The design team spent much of the summer assimilating all of the information into a design for the skatepark and working to identify a way that the facility could be built in phases.  The public input from the first meeting showed an equal split of interest among the three major feature sets of a skatepark. From a design phasing perspective, this compelled the design team to choose between designs that built half of each of the three feature sets in each phase; or fully building out one or two of the feature sets in the first phase and the remaining in the second phase.  The design team ultimately chose to design and present it in the second manner as a possibility for constructing the facility.

 

Earlier this month, another public meeting was held on the skate park.  The purpose was to present the draft design and potential phasing to get detailed comments from the public.  About forty people attended and provided some in-depth technical comments and questions about design, flow, angles, feature specifications, material choices and more.  The group included novices, experienced amateurs, and professionals.
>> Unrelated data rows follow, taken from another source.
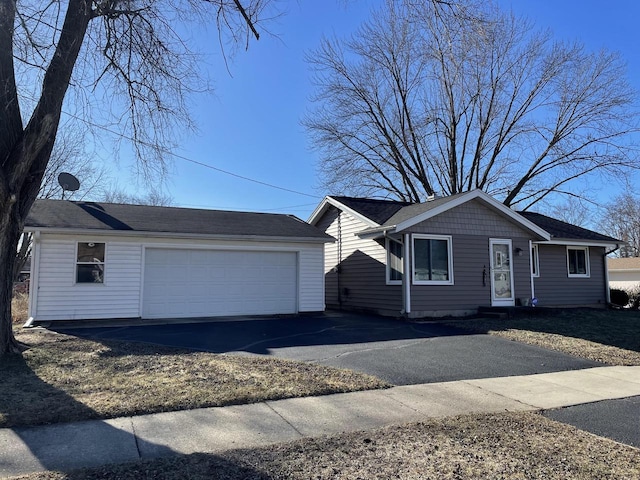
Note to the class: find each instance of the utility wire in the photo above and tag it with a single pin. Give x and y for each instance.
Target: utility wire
(190, 160)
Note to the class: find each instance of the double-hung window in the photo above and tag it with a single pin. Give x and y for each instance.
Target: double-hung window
(432, 260)
(90, 262)
(578, 261)
(394, 262)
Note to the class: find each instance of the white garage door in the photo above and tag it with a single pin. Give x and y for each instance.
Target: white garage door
(202, 283)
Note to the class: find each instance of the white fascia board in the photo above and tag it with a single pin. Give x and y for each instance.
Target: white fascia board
(376, 232)
(324, 205)
(465, 197)
(188, 236)
(577, 243)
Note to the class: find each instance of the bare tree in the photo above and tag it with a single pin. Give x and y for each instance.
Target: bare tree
(444, 97)
(575, 209)
(69, 155)
(622, 220)
(128, 68)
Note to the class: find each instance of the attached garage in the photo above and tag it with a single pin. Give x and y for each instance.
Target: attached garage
(203, 283)
(114, 261)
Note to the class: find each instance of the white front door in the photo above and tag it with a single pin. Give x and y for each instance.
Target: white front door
(501, 273)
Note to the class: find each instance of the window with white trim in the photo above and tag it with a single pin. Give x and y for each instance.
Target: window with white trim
(90, 262)
(394, 262)
(432, 260)
(578, 261)
(535, 261)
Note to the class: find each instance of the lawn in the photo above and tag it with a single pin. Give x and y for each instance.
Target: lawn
(608, 336)
(61, 378)
(505, 446)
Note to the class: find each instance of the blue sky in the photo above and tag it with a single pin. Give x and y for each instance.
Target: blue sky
(251, 126)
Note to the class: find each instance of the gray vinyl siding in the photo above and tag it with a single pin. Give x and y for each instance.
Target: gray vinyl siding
(355, 268)
(471, 217)
(470, 258)
(554, 287)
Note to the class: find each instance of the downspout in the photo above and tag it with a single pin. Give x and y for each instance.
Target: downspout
(406, 283)
(607, 291)
(34, 273)
(339, 265)
(531, 260)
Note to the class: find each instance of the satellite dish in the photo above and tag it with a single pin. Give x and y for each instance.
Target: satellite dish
(68, 183)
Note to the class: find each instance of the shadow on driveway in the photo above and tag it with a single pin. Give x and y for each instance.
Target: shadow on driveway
(399, 352)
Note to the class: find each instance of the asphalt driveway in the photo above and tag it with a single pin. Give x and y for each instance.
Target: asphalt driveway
(399, 352)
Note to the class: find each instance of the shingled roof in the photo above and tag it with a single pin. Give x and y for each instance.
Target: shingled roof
(377, 210)
(65, 215)
(390, 212)
(562, 230)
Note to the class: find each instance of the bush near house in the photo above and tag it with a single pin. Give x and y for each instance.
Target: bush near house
(619, 297)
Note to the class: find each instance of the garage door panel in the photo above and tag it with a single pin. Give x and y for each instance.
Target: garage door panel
(190, 283)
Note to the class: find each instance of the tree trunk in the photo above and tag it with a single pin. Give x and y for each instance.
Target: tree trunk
(9, 235)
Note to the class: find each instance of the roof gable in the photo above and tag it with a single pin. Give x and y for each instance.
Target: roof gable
(62, 215)
(413, 214)
(378, 211)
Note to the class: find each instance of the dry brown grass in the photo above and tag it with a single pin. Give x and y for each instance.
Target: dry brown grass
(63, 378)
(20, 308)
(507, 446)
(607, 336)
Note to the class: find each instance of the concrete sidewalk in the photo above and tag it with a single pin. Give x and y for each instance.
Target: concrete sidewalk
(95, 443)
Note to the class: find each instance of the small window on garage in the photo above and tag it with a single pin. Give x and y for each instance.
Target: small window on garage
(578, 261)
(90, 262)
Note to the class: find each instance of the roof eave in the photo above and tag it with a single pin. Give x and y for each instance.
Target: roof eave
(176, 235)
(579, 242)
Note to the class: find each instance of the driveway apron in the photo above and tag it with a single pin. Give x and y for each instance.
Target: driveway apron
(402, 353)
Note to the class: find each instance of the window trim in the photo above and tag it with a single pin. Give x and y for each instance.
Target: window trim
(76, 263)
(388, 263)
(449, 240)
(586, 262)
(535, 261)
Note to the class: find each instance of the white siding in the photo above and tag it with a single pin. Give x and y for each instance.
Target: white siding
(60, 298)
(57, 297)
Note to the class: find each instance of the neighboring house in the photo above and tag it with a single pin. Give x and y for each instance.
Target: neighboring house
(462, 252)
(624, 273)
(107, 261)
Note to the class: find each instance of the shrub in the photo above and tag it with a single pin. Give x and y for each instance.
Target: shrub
(619, 297)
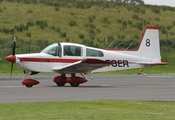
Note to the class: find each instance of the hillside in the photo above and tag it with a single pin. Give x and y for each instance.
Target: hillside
(37, 24)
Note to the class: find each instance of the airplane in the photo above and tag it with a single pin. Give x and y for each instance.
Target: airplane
(71, 58)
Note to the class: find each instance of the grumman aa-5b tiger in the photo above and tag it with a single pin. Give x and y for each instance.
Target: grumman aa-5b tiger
(71, 58)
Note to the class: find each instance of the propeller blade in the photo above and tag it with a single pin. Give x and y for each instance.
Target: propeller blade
(14, 46)
(11, 70)
(13, 53)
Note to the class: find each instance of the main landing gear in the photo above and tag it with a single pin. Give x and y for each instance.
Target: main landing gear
(74, 81)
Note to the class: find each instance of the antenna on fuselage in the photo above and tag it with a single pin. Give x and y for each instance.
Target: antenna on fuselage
(111, 44)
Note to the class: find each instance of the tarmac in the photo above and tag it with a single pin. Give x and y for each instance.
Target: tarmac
(103, 87)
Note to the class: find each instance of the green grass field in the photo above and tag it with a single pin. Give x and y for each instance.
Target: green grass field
(88, 110)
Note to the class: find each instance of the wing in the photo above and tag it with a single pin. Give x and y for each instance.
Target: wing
(82, 66)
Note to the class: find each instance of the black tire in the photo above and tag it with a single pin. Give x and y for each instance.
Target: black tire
(74, 84)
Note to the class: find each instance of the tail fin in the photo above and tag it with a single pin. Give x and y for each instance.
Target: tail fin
(149, 47)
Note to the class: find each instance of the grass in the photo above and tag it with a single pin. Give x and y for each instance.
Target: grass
(88, 110)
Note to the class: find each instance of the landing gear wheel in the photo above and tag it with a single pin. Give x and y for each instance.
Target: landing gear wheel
(60, 84)
(74, 84)
(29, 85)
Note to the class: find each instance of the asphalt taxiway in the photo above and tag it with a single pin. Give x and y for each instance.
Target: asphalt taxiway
(116, 87)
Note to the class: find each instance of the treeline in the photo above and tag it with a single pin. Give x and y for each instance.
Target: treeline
(76, 3)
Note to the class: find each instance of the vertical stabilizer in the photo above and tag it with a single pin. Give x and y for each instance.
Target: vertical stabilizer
(149, 47)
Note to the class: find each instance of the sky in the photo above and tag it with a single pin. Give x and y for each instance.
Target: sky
(160, 2)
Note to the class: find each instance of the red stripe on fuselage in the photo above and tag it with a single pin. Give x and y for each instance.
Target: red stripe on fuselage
(48, 60)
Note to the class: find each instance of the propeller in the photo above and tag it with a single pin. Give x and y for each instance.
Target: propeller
(12, 58)
(13, 53)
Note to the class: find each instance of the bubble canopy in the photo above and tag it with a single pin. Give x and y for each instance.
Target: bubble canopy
(53, 49)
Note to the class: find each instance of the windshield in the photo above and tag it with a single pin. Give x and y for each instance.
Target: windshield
(53, 49)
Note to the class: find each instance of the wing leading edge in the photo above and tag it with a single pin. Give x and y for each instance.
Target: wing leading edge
(82, 66)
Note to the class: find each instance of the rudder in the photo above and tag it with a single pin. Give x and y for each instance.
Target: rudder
(149, 47)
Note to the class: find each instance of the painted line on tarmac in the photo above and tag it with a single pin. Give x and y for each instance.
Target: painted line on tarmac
(160, 76)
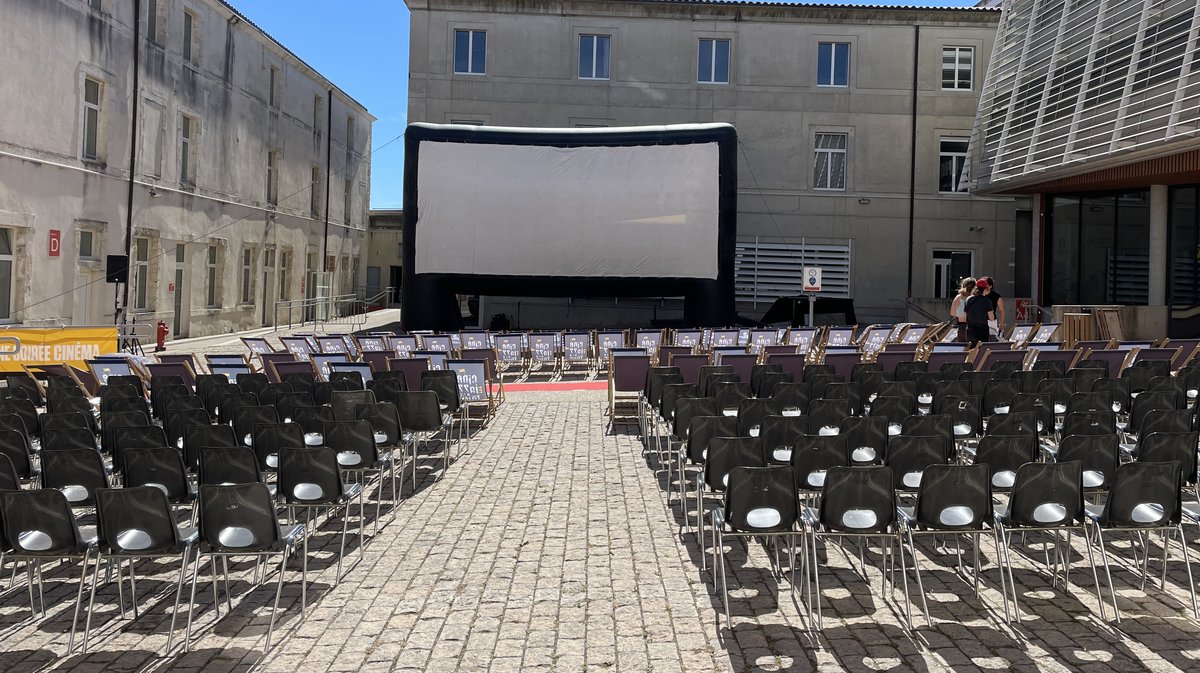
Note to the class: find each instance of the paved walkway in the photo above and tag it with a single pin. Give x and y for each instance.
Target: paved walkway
(547, 547)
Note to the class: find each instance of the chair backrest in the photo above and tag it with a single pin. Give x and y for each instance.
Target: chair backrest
(1013, 424)
(238, 517)
(60, 438)
(1165, 446)
(228, 464)
(761, 499)
(729, 452)
(312, 419)
(858, 500)
(909, 456)
(1098, 454)
(729, 395)
(1144, 496)
(894, 408)
(135, 520)
(757, 372)
(702, 430)
(269, 438)
(1167, 420)
(792, 397)
(1003, 455)
(384, 420)
(954, 498)
(78, 473)
(687, 408)
(1047, 494)
(1090, 422)
(1149, 402)
(354, 443)
(826, 415)
(690, 366)
(13, 448)
(628, 373)
(671, 394)
(9, 478)
(445, 384)
(867, 437)
(161, 468)
(310, 476)
(814, 455)
(39, 523)
(751, 412)
(941, 425)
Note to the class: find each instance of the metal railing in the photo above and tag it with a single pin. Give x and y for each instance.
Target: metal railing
(345, 310)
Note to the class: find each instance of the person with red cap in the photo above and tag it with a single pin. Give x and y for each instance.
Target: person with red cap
(978, 310)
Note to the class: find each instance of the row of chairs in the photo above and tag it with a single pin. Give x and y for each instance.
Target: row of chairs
(744, 440)
(235, 474)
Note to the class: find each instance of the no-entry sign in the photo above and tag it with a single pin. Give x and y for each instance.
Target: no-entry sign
(811, 278)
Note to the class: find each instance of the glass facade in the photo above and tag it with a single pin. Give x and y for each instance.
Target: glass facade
(1097, 248)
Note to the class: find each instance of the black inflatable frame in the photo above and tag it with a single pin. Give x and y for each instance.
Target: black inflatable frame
(427, 300)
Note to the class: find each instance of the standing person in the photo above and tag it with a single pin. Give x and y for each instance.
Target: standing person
(997, 307)
(978, 308)
(959, 310)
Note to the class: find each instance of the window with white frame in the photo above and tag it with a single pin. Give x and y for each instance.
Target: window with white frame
(87, 244)
(211, 299)
(313, 192)
(186, 161)
(833, 64)
(274, 91)
(6, 272)
(713, 61)
(594, 56)
(273, 188)
(285, 275)
(952, 156)
(958, 67)
(247, 276)
(91, 90)
(829, 161)
(469, 52)
(153, 22)
(187, 47)
(141, 274)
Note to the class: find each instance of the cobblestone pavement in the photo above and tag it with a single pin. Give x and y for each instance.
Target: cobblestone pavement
(547, 547)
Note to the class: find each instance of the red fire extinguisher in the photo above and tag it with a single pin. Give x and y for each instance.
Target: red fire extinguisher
(161, 337)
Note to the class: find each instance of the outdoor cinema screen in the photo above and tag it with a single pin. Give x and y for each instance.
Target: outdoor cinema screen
(640, 211)
(535, 210)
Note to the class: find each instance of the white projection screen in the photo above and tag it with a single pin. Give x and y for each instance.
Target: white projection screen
(637, 211)
(593, 211)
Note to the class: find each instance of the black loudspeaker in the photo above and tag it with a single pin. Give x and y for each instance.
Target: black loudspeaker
(117, 270)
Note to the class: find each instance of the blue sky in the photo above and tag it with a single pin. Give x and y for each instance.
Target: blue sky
(361, 46)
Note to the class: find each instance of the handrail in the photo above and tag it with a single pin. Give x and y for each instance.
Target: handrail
(346, 308)
(913, 306)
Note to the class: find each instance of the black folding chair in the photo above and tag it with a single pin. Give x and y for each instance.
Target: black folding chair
(136, 523)
(760, 503)
(239, 521)
(40, 527)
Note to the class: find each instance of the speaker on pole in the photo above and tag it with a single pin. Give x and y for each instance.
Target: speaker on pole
(117, 270)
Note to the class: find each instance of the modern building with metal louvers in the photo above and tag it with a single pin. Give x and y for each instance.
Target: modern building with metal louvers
(1093, 107)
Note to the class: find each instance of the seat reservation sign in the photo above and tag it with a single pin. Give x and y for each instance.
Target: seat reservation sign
(53, 346)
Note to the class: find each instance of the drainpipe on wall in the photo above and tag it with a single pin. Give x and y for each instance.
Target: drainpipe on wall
(912, 152)
(119, 306)
(329, 175)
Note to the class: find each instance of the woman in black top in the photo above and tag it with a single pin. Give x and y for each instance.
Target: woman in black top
(978, 308)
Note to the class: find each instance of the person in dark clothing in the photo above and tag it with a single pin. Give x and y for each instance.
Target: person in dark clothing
(978, 310)
(997, 307)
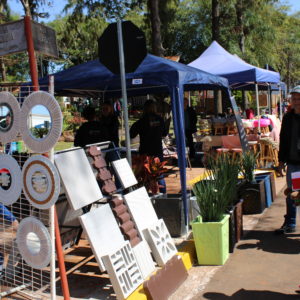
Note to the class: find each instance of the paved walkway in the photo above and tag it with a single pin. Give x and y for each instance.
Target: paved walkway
(263, 266)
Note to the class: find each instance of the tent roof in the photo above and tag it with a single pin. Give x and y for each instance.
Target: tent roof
(216, 60)
(154, 75)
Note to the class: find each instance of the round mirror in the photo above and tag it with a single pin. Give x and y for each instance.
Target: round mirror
(6, 117)
(33, 243)
(5, 178)
(39, 182)
(39, 122)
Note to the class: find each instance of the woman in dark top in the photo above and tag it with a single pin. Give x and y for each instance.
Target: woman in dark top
(89, 132)
(96, 131)
(109, 124)
(151, 129)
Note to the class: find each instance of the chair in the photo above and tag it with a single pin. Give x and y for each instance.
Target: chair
(268, 152)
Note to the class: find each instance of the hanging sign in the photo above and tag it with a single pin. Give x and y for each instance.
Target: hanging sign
(134, 47)
(44, 39)
(13, 39)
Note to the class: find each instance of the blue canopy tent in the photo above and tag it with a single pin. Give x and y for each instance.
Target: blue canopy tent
(154, 75)
(216, 60)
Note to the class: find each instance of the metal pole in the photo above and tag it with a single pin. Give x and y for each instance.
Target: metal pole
(52, 220)
(30, 49)
(55, 238)
(269, 99)
(280, 99)
(257, 105)
(124, 93)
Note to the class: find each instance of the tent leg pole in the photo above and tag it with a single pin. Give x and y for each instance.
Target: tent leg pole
(257, 106)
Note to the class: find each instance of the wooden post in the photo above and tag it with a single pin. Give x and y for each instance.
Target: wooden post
(30, 49)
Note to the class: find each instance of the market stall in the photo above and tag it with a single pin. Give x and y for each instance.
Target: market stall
(154, 75)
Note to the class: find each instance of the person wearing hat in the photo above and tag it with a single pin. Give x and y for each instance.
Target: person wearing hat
(289, 154)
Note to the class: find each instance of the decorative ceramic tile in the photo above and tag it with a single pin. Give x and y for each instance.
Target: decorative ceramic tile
(34, 242)
(41, 183)
(104, 174)
(123, 271)
(160, 242)
(141, 209)
(78, 179)
(10, 132)
(144, 259)
(103, 232)
(124, 173)
(49, 102)
(108, 187)
(167, 280)
(127, 227)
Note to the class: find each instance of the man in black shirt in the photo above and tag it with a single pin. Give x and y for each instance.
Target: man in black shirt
(151, 129)
(289, 153)
(89, 132)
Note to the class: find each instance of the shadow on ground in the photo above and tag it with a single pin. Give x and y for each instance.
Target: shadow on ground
(269, 242)
(251, 295)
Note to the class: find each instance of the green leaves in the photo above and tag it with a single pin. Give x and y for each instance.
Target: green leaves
(219, 190)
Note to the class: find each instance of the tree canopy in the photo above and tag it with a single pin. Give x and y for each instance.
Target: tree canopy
(262, 32)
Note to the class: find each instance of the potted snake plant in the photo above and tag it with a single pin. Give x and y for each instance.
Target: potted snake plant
(211, 227)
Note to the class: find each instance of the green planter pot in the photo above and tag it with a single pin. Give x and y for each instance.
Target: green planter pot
(211, 241)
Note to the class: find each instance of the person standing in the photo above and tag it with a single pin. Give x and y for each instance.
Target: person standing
(109, 124)
(289, 153)
(90, 131)
(151, 130)
(190, 126)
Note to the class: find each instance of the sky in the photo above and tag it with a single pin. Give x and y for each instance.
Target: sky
(58, 5)
(55, 10)
(295, 5)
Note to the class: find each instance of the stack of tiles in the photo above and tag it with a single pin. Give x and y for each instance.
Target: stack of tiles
(126, 224)
(103, 174)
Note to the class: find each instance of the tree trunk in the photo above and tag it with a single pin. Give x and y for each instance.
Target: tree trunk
(3, 69)
(157, 48)
(215, 20)
(26, 6)
(240, 24)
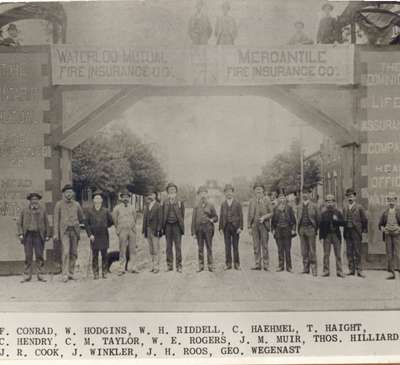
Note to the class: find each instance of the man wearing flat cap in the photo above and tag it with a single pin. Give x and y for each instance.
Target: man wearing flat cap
(329, 232)
(68, 216)
(356, 224)
(33, 231)
(203, 219)
(124, 217)
(259, 225)
(98, 220)
(152, 227)
(173, 224)
(283, 224)
(231, 225)
(389, 224)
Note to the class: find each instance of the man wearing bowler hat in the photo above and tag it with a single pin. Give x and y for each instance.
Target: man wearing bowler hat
(33, 231)
(203, 219)
(300, 37)
(283, 223)
(68, 216)
(355, 224)
(124, 216)
(98, 220)
(173, 224)
(259, 225)
(308, 223)
(151, 229)
(231, 225)
(389, 224)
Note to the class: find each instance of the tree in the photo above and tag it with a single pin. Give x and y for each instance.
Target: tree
(283, 171)
(113, 159)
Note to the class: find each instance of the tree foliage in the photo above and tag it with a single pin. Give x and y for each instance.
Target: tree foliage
(113, 159)
(284, 171)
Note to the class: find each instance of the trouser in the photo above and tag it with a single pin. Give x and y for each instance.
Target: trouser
(260, 244)
(231, 238)
(284, 243)
(333, 240)
(95, 260)
(308, 248)
(173, 235)
(353, 248)
(33, 242)
(69, 248)
(154, 247)
(392, 251)
(127, 239)
(204, 238)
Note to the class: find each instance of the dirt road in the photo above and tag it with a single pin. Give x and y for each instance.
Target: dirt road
(244, 290)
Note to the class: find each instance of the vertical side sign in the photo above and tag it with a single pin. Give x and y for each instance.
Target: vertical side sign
(381, 129)
(22, 140)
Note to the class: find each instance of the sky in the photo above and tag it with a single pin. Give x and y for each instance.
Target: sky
(216, 137)
(205, 137)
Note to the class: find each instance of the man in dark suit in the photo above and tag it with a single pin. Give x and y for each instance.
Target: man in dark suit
(308, 222)
(231, 224)
(283, 223)
(173, 225)
(203, 219)
(356, 224)
(389, 224)
(152, 226)
(329, 231)
(33, 231)
(258, 222)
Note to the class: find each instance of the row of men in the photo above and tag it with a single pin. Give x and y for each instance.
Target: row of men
(168, 219)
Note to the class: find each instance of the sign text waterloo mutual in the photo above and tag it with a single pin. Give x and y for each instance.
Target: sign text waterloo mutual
(213, 65)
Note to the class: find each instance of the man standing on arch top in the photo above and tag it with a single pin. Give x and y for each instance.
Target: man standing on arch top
(173, 224)
(355, 224)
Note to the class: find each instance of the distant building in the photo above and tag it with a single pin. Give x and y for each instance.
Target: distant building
(332, 170)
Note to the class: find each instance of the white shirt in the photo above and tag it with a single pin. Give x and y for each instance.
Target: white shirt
(151, 204)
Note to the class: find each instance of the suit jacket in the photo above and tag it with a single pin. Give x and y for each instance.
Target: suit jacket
(179, 209)
(237, 215)
(360, 221)
(383, 219)
(327, 219)
(289, 214)
(152, 218)
(266, 208)
(24, 220)
(313, 215)
(209, 211)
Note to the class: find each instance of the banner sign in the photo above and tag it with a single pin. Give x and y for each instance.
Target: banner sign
(207, 66)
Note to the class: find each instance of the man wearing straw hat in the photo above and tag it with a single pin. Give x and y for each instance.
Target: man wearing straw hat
(173, 225)
(33, 231)
(389, 224)
(98, 220)
(231, 225)
(68, 216)
(151, 229)
(124, 216)
(356, 224)
(203, 219)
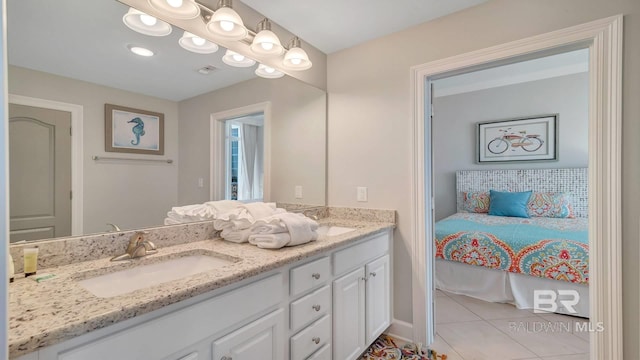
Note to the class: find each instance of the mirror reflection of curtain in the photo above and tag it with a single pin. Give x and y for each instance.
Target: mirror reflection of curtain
(251, 172)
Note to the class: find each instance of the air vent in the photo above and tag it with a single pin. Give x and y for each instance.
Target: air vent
(207, 69)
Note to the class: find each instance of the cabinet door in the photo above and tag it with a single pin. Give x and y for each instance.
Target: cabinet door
(378, 300)
(348, 315)
(262, 339)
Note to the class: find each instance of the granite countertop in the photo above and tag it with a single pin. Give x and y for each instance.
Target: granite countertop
(55, 310)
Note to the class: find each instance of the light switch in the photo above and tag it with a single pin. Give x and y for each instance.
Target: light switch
(362, 193)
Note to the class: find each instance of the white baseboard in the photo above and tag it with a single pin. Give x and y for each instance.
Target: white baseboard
(401, 330)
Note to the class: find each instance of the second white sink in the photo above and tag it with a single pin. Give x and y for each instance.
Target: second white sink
(143, 276)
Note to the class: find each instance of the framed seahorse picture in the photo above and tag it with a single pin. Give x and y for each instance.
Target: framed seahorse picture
(131, 130)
Many of them expressed concerns that a half-built park would not create enough of a draw to warrant the building of a second phase; a mother who lives in north Garland told me that she would rather continue driving her kids to Frisco and McKinney to skate than to bring them to a de-featured facility.

 

I expect, in the coming months before the 2020 CIP Budget is prepared and presented to Council, to have the design team bring back their plan and recommendations to Council for the design of the facility and as to whether or not to build the facility in phases.  I also plan to call a public hearing to allow for public comment on whether or not to build the skatepark in its entirety or in two phases. Once Council makes a determination on phasing, I’ll ask staff to plan accordingly as it prepares the proposed 2020 CIP Budget.  In the meantime, the design team will move forward on the construction documents based on Council direction and decisions.

 

In that the design/build contract has already been awarded, this should permit the City to move immediately to construction once the final design documents have been prepared.  I currently expect a groundbreaking sometime in the first quarter of 2020 with a fourth quarter of 2020 target for completion.